Das Gericht führte weiterhin aus, dass die zwischen den Parteien geschlossene Basisvereinbarung die vorgenannten Voraussetzungen eines Arbeitsverhältnisses schon deswegen nicht erfüllt, weil sie keinerlei Verpflichtung zur Erbringung von Leistungen enthält. Der Umstand, dass der Kläger tatsächlich einen erheblichen Teil seines Lebensunterhalts durch die Aufträge verdient hat und sich aus verschiedenen Gründen unter Druck gesehen hat, auch in Zukunft Aufträge anzunehmen, führt nach der bestehenden Gesetzeslage nicht dazu, dass der Kläger die Schutzvorschriften für Arbeitnehmer beanspruchen kann. Die Basisvereinbarung ist deshalb als bloßer Rahmenvertrag und nicht als Arbeitsverhältnis zu bewerten.

In der Pressemitteilung wurde ausdrücklich darauf hingewiesen, dass nicht zu entscheiden war, ob jeweils durch das Anklicken eines Auftrags ein befristetes Arbeitsverhältnis begründet wurde. Dies war für die Entscheidung nicht relevant, weil die Unwirksamkeit einer Befristung nur innerhalb einer Frist von drei Wochen im Klagewege geltend gemacht werden kann, was vorliegend nicht der Fall war.

Ausblick für die Praxis

Es bleibt zunächst abzuwarten, ob das Bundesarbeitsgericht (BAG) die Ansicht des LAG teilt oder ob das Urteil höchstrichterlich aufgehoben wird. Das für die Praxis wünschenswerte Maß an Rechtssicherheit wird das Urteil des BAG jedoch auch nicht liefern können. Hierfür sind die einzelnen Tätigkeiten, wie sie im Rahmen der Auftragsverarbeitung in Form des Crowdworkings auftreten können, zu vielseitig.

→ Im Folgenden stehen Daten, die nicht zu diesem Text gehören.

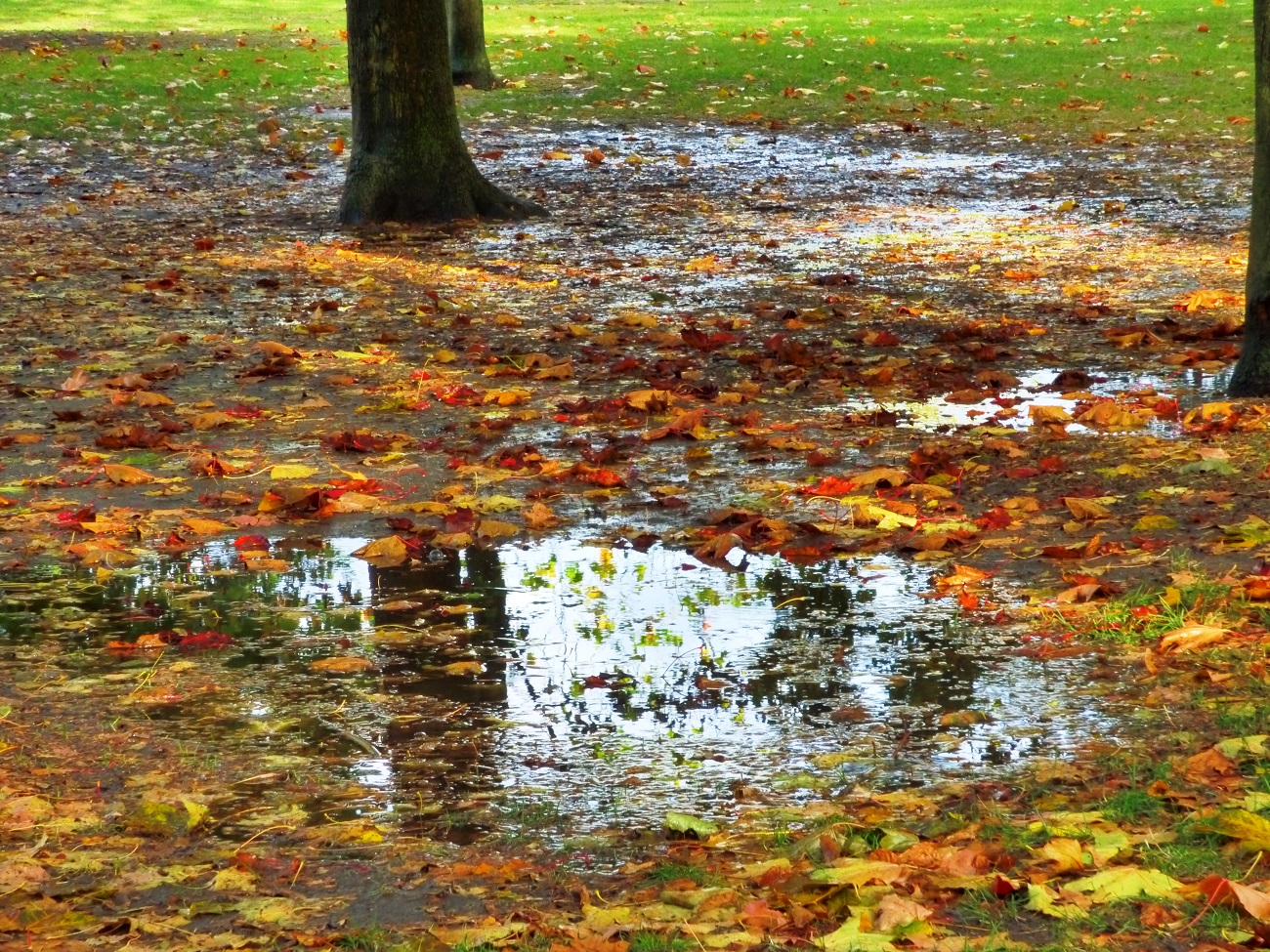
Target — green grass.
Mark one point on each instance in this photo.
(1144, 614)
(656, 942)
(1090, 70)
(1131, 805)
(669, 872)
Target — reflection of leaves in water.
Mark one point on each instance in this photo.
(630, 646)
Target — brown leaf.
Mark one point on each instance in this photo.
(896, 910)
(274, 350)
(121, 474)
(210, 420)
(385, 553)
(540, 517)
(1086, 508)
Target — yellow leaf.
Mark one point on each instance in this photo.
(1042, 413)
(125, 475)
(1252, 830)
(859, 872)
(1126, 883)
(474, 935)
(852, 937)
(344, 664)
(1040, 899)
(233, 880)
(206, 422)
(507, 397)
(1065, 854)
(204, 527)
(493, 528)
(291, 471)
(1193, 638)
(384, 553)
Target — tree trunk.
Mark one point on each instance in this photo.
(1251, 375)
(469, 62)
(407, 160)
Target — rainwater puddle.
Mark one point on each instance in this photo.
(1188, 385)
(578, 686)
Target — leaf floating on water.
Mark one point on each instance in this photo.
(121, 474)
(474, 935)
(687, 823)
(292, 471)
(344, 664)
(385, 553)
(464, 668)
(1193, 638)
(859, 872)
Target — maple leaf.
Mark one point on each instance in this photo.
(1222, 891)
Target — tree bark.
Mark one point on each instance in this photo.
(469, 62)
(1251, 375)
(407, 160)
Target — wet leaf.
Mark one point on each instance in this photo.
(852, 937)
(292, 471)
(687, 823)
(1222, 891)
(859, 872)
(1249, 829)
(1041, 899)
(119, 474)
(1126, 883)
(1193, 638)
(343, 664)
(474, 935)
(385, 553)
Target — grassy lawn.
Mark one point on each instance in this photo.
(207, 71)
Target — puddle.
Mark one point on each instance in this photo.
(578, 686)
(1192, 386)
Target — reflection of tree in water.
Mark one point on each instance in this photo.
(820, 643)
(443, 737)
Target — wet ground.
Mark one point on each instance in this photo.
(718, 330)
(576, 685)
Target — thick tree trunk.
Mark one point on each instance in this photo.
(407, 156)
(1251, 375)
(469, 62)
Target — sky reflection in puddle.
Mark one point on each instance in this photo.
(614, 683)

Aus der Pressemitteilung das LAG München lassen sich für den Moment dennoch Schlüsse für die Praxis ziehen.

Es ist bei der Gestaltung von Vereinbarungen zwischen Auftraggeber und Auftragnehmer unbedingt darauf zu achten, dass sie keinerlei Verpflichtung zur Erbringung von Leistungen des Auftragnehmers enthält. Ferner ist es zu vermeiden, dass dem Auftragnehmer Weisungen zur Durchführung einzelner Aufträge erteilt werden. Dies gilt zum einen für den Betreiber der digitalen Plattform als auch die Unternehmen, die sich dieser Form der Auftragsverarbeitung bedienen. Zudem muss eine Einbindung des Auftragnehmers in die Arbeitsorganisation des Auftraggebers vermieden werden.

Über die bloße Gestaltung derartiger vertraglicher Inhalte hinaus, ist es im Einklang mit der Rechtsprechung zwingend, dass die vertraglichen Inhalte in der Praxis auch so gelebt werden.